MC Santana aka Semtex ist ein vielbeschäftigter Mann: Der Drum'n'Bass-MC der ersten Stunde hat stets Projekte am Laufen, schraubt derzeit mit dem Berliner Producer hek187 an Downbeat-Tracks und pflegt fleißig Kontakte ins In- und Ausland. Vor kurzem veröffentlichte er sein Album "Clockwork Dark" auf Kehlkopf-Recordings. Höchste Zeit also, dem umtriebigen Wahlberliner einmal auf den Zahn zu fühlen.

MC Santana, da du dich ja gleich wieder ins Studio verkrümelst: Woran arbeitest du denn im Moment?

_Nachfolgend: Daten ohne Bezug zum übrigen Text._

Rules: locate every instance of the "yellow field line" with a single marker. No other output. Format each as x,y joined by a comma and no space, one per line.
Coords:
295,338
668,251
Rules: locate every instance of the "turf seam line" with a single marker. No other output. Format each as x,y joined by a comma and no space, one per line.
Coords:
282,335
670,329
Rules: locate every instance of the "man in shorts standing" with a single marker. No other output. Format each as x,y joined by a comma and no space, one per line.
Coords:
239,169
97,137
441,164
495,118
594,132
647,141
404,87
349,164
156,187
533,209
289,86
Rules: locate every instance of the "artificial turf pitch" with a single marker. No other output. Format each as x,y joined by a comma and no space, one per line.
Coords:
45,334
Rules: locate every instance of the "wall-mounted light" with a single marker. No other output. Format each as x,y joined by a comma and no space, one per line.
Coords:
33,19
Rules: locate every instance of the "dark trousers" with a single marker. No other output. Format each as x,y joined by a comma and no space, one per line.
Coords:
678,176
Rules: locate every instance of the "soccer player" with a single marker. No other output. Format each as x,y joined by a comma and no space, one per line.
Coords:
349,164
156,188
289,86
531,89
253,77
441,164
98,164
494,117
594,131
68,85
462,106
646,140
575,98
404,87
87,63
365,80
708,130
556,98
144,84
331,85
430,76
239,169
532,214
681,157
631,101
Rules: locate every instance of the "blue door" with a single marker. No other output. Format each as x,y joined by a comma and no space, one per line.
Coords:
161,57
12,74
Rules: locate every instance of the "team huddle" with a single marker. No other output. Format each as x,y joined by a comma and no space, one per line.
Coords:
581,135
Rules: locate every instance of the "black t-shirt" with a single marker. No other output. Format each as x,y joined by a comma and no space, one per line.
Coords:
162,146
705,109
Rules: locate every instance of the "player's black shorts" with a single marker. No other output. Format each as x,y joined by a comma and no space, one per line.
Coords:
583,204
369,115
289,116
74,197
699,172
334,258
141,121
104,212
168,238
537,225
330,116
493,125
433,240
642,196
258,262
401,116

Ich mache eigentlich immer Musik. Ich habe keine konkreten Projekte oder einen Plan, den ich verfolge. Das passiert alles wie von selbst. Wenn ich bei jemandem Resultate sehe oder ein paar gute Tracks höre, dann macht man halt etwas zusammen. Aktuell schraube ich zusammen mit Ndee aka Smooth Ctrl an ein paar Drum'n'Bass-Tracks.

Außerdem baue ich gerade mein Label "SilbaRückenBeatz" auf: Das wird ein reines MP3-Label mit Vertrieb über iTunes, auf dem eher offene Sachen erscheinen sollen. Wie der Name "SilbaRückenBeatz" schon sagt: Es geht mir dabei einfach um dicke Beats – egal, ob Drum'n'Bass, Downtempo, Broken Beats oder NuJazz. Ansonsten greifen hek187 und ich im Moment der Künstlerin Jazzvocals aus London musikalisch unter die Arme. Wir haben schon zwei Tracks mit ihr fertig: einen für ihr Album und einen für mein nächstes.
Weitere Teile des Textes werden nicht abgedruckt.